Article 28 of the UDHR [see Appendix A] states that everyone is entitled to a social and international order in which the rights and freedoms set forth in this Declaration can be fully realized. Everyone also has a responsibility to ensure that the rights of others are respected (UDHR Article 29). The full realisation of human rights goals for everyone within a rights respecting social and international order requires effective cooperation and communication on individual, state and global levels. The CRC [see Appendix B] also reiterates the need for global cooperation to achieve children’s rights goals (see the preamble and Articles 4, 17, 22, 24 and 45).
Cooperation and communication are also important in situations of conflict resolution and vital to the fulfillment of human rights goals. Cooperation and communication demand an awareness of differences and the ability to listen to others and respect their opinions regardless of those differences. This is a vital skill in conflict resolution.
FACTOID: COMMUNICATION AND COOPERATION
Altruism: selfless concern for the wellbeing of others that can be distinguished from feelings of duty or loyalty.
Cooperation: working together.
Collaboration: mutual engagement of participants in a coordinated effort to solve the problem together.
Communication: the exchange of information between people through a common system of signs, symbols, speech or behavior.
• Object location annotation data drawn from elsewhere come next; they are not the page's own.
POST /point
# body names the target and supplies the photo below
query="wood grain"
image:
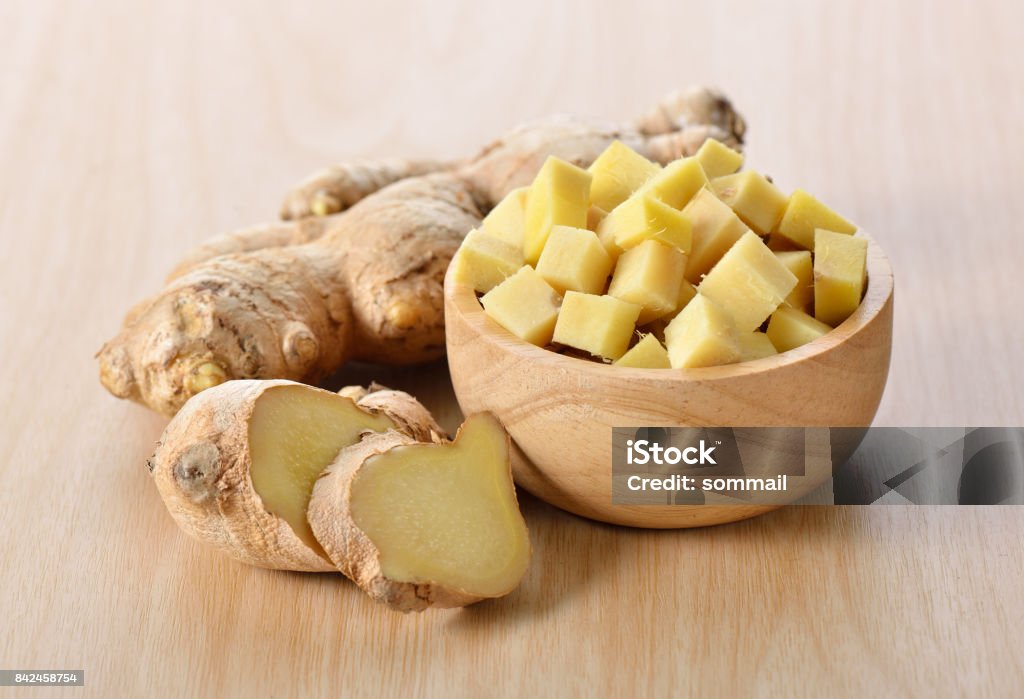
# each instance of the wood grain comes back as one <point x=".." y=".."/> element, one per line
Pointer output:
<point x="131" y="131"/>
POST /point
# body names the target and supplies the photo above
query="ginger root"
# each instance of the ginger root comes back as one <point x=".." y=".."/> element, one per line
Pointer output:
<point x="424" y="525"/>
<point x="287" y="476"/>
<point x="296" y="300"/>
<point x="237" y="466"/>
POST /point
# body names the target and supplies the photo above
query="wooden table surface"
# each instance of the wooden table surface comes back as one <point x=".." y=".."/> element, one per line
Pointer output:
<point x="131" y="131"/>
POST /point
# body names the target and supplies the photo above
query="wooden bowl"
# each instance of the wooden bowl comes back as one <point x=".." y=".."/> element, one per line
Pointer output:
<point x="560" y="410"/>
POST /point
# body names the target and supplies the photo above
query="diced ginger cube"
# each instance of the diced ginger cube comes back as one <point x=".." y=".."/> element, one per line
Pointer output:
<point x="643" y="217"/>
<point x="702" y="335"/>
<point x="484" y="261"/>
<point x="799" y="262"/>
<point x="649" y="275"/>
<point x="507" y="220"/>
<point x="525" y="305"/>
<point x="574" y="259"/>
<point x="648" y="353"/>
<point x="755" y="345"/>
<point x="778" y="244"/>
<point x="803" y="215"/>
<point x="677" y="182"/>
<point x="599" y="324"/>
<point x="657" y="325"/>
<point x="840" y="275"/>
<point x="617" y="173"/>
<point x="715" y="228"/>
<point x="791" y="328"/>
<point x="749" y="282"/>
<point x="558" y="197"/>
<point x="718" y="160"/>
<point x="759" y="203"/>
<point x="606" y="235"/>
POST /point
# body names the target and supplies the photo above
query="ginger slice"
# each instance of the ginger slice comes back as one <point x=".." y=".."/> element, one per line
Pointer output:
<point x="419" y="525"/>
<point x="237" y="465"/>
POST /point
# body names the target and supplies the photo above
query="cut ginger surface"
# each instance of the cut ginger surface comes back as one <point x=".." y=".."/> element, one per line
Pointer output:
<point x="294" y="434"/>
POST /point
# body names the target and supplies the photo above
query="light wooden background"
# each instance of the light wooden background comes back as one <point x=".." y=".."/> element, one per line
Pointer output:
<point x="130" y="131"/>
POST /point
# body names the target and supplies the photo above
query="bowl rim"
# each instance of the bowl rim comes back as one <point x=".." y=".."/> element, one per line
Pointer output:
<point x="878" y="295"/>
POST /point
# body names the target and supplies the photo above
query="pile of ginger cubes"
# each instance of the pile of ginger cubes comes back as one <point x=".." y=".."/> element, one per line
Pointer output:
<point x="693" y="264"/>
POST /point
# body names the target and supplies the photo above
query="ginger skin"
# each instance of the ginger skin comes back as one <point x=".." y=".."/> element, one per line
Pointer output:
<point x="297" y="300"/>
<point x="203" y="464"/>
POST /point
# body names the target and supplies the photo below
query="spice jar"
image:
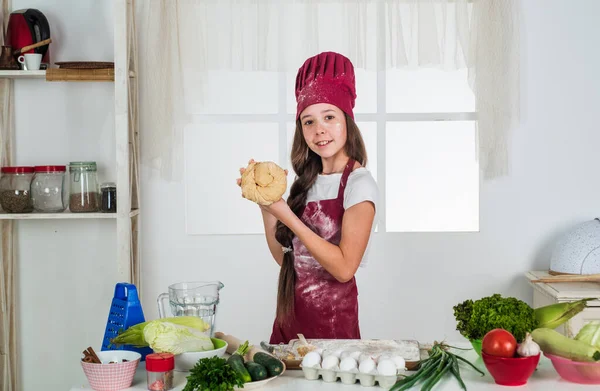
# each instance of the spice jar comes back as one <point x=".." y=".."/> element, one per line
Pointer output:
<point x="159" y="371"/>
<point x="84" y="187"/>
<point x="15" y="189"/>
<point x="48" y="189"/>
<point x="108" y="195"/>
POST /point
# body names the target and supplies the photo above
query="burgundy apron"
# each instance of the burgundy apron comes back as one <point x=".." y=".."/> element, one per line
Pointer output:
<point x="324" y="307"/>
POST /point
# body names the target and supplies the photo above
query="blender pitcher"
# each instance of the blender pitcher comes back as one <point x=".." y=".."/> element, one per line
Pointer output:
<point x="192" y="299"/>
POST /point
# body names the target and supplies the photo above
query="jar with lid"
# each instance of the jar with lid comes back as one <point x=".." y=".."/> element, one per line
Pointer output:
<point x="159" y="371"/>
<point x="84" y="195"/>
<point x="108" y="197"/>
<point x="15" y="189"/>
<point x="49" y="189"/>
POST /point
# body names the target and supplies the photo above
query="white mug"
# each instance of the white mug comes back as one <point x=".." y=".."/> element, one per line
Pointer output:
<point x="31" y="61"/>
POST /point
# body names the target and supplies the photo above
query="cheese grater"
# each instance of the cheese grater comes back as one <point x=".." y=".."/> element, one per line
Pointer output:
<point x="125" y="311"/>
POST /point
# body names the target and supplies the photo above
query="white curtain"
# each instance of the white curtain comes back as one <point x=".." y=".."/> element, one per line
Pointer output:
<point x="8" y="289"/>
<point x="180" y="40"/>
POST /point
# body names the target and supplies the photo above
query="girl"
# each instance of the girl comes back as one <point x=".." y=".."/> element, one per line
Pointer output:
<point x="319" y="237"/>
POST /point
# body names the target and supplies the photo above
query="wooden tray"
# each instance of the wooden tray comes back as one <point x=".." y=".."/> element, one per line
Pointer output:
<point x="85" y="64"/>
<point x="292" y="356"/>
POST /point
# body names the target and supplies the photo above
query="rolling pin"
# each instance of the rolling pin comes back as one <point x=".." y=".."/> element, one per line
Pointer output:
<point x="234" y="343"/>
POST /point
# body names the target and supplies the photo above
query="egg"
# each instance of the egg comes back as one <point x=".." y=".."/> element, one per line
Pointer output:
<point x="348" y="364"/>
<point x="331" y="352"/>
<point x="330" y="362"/>
<point x="400" y="362"/>
<point x="356" y="354"/>
<point x="312" y="360"/>
<point x="387" y="367"/>
<point x="367" y="366"/>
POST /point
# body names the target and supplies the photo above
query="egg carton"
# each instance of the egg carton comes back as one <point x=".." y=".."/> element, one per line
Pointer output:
<point x="365" y="379"/>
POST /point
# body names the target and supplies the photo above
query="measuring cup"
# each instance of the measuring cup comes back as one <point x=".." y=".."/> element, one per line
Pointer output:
<point x="192" y="299"/>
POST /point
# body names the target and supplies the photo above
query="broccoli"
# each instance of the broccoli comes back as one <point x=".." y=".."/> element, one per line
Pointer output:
<point x="475" y="318"/>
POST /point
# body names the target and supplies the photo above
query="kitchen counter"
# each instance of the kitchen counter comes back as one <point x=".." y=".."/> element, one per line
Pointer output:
<point x="545" y="378"/>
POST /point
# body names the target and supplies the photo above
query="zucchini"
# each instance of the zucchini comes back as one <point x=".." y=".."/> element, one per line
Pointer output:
<point x="553" y="342"/>
<point x="273" y="365"/>
<point x="257" y="371"/>
<point x="237" y="363"/>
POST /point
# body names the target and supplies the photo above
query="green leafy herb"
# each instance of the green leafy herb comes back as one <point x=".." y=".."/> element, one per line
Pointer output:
<point x="212" y="374"/>
<point x="431" y="370"/>
<point x="475" y="318"/>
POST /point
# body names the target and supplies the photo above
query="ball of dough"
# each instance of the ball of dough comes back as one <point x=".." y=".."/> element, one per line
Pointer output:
<point x="263" y="183"/>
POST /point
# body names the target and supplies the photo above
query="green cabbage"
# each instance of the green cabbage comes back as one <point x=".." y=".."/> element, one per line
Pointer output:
<point x="590" y="334"/>
<point x="173" y="338"/>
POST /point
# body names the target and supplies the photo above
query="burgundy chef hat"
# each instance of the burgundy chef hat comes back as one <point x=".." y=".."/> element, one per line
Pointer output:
<point x="327" y="77"/>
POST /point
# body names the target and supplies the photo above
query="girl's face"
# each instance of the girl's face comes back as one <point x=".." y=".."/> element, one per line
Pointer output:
<point x="324" y="129"/>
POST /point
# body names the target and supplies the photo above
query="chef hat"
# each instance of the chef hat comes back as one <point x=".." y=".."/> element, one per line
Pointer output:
<point x="327" y="77"/>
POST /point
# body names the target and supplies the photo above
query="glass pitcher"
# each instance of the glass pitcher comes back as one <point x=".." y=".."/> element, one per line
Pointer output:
<point x="192" y="299"/>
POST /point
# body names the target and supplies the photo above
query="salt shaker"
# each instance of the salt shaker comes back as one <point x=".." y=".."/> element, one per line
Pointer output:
<point x="159" y="370"/>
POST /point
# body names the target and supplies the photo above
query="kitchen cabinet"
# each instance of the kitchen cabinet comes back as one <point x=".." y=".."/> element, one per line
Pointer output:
<point x="126" y="145"/>
<point x="561" y="292"/>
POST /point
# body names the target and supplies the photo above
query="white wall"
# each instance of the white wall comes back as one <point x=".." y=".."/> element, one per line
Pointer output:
<point x="66" y="269"/>
<point x="413" y="280"/>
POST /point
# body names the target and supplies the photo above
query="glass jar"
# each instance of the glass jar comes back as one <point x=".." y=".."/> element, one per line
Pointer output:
<point x="84" y="196"/>
<point x="108" y="197"/>
<point x="159" y="371"/>
<point x="15" y="189"/>
<point x="49" y="189"/>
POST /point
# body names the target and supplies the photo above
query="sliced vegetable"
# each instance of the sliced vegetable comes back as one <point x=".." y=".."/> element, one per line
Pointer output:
<point x="236" y="361"/>
<point x="173" y="338"/>
<point x="257" y="371"/>
<point x="555" y="343"/>
<point x="273" y="365"/>
<point x="431" y="370"/>
<point x="590" y="334"/>
<point x="134" y="335"/>
<point x="554" y="315"/>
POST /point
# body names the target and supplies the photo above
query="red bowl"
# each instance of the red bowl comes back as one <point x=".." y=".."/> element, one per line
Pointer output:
<point x="513" y="371"/>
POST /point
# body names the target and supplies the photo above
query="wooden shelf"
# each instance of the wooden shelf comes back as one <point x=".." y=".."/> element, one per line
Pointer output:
<point x="22" y="74"/>
<point x="64" y="215"/>
<point x="38" y="75"/>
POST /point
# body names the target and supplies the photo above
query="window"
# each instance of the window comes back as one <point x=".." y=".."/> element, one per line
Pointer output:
<point x="418" y="127"/>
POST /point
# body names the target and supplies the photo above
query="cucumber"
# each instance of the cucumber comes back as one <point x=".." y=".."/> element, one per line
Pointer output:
<point x="555" y="343"/>
<point x="237" y="363"/>
<point x="273" y="365"/>
<point x="257" y="371"/>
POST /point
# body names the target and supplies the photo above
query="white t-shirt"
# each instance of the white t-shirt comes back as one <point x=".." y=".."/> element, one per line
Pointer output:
<point x="361" y="187"/>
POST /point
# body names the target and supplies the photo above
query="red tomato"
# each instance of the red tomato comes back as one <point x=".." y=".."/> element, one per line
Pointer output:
<point x="499" y="342"/>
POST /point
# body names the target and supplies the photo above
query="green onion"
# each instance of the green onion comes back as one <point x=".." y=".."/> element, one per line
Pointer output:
<point x="434" y="368"/>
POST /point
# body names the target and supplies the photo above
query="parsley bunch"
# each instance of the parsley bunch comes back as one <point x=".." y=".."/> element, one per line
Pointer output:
<point x="475" y="318"/>
<point x="212" y="374"/>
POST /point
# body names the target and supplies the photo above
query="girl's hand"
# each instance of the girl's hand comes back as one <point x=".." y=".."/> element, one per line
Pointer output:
<point x="239" y="180"/>
<point x="279" y="209"/>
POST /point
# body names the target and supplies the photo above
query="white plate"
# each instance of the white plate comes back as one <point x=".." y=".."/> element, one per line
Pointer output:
<point x="257" y="384"/>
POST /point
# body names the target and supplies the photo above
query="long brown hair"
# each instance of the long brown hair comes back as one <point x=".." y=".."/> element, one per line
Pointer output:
<point x="307" y="165"/>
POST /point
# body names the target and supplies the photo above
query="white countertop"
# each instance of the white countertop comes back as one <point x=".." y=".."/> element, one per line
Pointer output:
<point x="545" y="378"/>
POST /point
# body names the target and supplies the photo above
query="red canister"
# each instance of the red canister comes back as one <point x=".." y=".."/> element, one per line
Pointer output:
<point x="159" y="371"/>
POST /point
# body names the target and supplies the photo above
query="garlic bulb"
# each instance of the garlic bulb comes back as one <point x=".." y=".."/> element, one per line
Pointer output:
<point x="528" y="347"/>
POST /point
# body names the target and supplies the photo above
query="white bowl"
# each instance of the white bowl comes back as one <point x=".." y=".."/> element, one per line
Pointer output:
<point x="186" y="361"/>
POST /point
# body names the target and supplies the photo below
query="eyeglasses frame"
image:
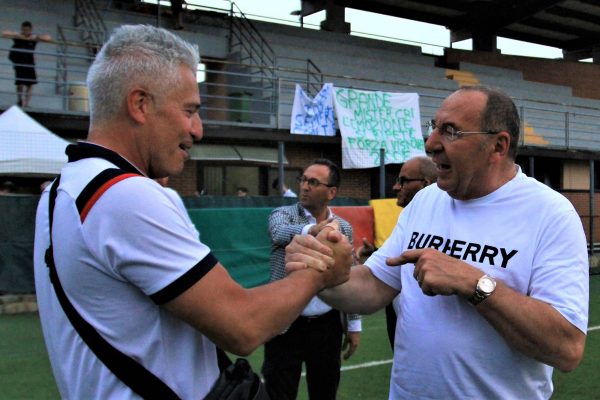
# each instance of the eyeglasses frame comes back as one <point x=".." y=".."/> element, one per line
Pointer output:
<point x="453" y="134"/>
<point x="312" y="182"/>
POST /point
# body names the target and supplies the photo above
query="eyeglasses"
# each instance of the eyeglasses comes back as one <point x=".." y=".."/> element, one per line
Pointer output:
<point x="402" y="180"/>
<point x="312" y="182"/>
<point x="451" y="133"/>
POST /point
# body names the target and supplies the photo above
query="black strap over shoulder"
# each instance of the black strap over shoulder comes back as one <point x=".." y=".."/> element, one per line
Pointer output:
<point x="129" y="371"/>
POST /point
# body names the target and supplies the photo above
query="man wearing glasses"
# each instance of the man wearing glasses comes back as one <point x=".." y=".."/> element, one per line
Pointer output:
<point x="315" y="338"/>
<point x="490" y="264"/>
<point x="415" y="174"/>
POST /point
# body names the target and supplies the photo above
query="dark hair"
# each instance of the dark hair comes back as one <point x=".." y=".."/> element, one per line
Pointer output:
<point x="334" y="171"/>
<point x="9" y="186"/>
<point x="275" y="184"/>
<point x="499" y="114"/>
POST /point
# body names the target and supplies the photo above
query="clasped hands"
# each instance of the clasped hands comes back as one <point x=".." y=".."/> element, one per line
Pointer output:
<point x="331" y="253"/>
<point x="328" y="251"/>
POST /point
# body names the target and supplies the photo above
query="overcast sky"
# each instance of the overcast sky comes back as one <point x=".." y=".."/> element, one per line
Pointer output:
<point x="432" y="38"/>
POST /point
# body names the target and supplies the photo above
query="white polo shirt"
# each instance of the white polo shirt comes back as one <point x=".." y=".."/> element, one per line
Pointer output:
<point x="133" y="251"/>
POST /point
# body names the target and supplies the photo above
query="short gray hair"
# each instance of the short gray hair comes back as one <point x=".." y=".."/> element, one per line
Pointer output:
<point x="136" y="55"/>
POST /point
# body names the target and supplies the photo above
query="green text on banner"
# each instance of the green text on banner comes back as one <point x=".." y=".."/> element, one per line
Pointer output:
<point x="370" y="121"/>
Understanding the Concept:
Cooperation, listening, communication and conflict resolution all share ties with human rights. Through cooperation and communication, a rights respecting society can be achieved. Active rather than passive listening is an essential aspect of effective communication.
DID YOU KNOW? [This information can be expanded and amended.]
One of the most prominent examples of global cooperation is the United Nations (UN) which officially began in 1945 after WWII. The Universal Declaration of Human Rights was signed by the countries of the UN in 1948, only three years after the UN was created and is a great example of global cooperation.
Historically, democratic countries have been less likely to go to war with each other than non-democratic countries and more likely to cooperate and remain at peace. This is called “The Democratic Peace Theory”.
Humans have many techniques for communication including body language, drawing, speaking and showing. Long-distance communication techniques have improved vastly over the last centuries. Today, the computer and the internet have become strong contenders for the most popular means of long-distance communication.
Empathy may be a root cause of human cooperation. For example, when many infants are together, if one of them starts crying and communicating their discomfort, often, the others start crying too.